Appeal from a judgment of the Supreme Court (Lynch, J.), entered October 8, 2008 in Albany County, which granted petitioner's application, in a proceeding pursuant to CPLR article 78, to annul a determination of the Department of Correctional Services calculating petitioner's prison sentence.
Petitioner was sentenced in 1998 as a persistent violent felony offender to three concurrent prison terms of 25 years to life upon his conviction of burglary in the first degree, robbery in the first degree and robbery in the second degree. Neither the sentence and commitment order nor the sentencing minutes addressed the manner in which this sentence was to run relative to his prior undischarged prison terms. The Department of Correctional Services treated petitioner's 1998 sentence as running consecutively to his prior undischarged terms, prompting petitioner to commence this CPLR article 78 proceeding to challenge that calculation. Supreme Court annulled the sentencing computation and this appeal by respondents ensued.
Where a sentencing court is required by statute to impose a consecutive sentence, it is deemed to have imposed the consecutive sentence the law requires -- even in the absence of an express judicial pronouncement to that effect (see People ex rel. Gill v Greene, 12 NY3d 1, 4 , cert denied sub nom. Gill v Rock, ___ US ___, 130 S Ct 86 ; People ex rel. Young v Artus, 63 AD3d 1488, 1489 ; People ex rel. Lopez v Yelich, 63 AD3d 1433, 1434 ; People ex rel.

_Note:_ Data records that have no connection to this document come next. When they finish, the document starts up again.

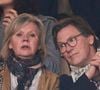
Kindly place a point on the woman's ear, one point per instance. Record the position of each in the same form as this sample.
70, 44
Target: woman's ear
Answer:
91, 39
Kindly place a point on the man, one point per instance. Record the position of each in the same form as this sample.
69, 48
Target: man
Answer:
77, 44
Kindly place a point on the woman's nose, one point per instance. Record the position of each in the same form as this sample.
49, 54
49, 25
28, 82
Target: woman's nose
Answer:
25, 38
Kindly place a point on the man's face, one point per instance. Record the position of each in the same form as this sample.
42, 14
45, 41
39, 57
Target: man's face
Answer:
74, 47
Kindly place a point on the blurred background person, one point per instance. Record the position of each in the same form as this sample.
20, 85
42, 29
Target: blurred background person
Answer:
15, 7
78, 45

Hunter v Yelich, 63 AD3d 1424, 1425 ). Petitioner was sentenced in 1998 as a persistent violent felony offender and, as such, was subject to the consecutive sentencing provisions of Penal Law § 70.25 (2-a). Accordingly, we discern no error in the computation of his sentence (see People ex rel. Taylor v Brown, 62 AD3d 1063, 1064 ). Supreme Court's judgment is, therefore, reversed, and the petition is dismissed.
Cardona, P.J., Spain, Lahtinen, Stein and McCarthy, JJ., concur.
ORDERED that the judgment is reversed, on the law, without costs, and petition dismissed.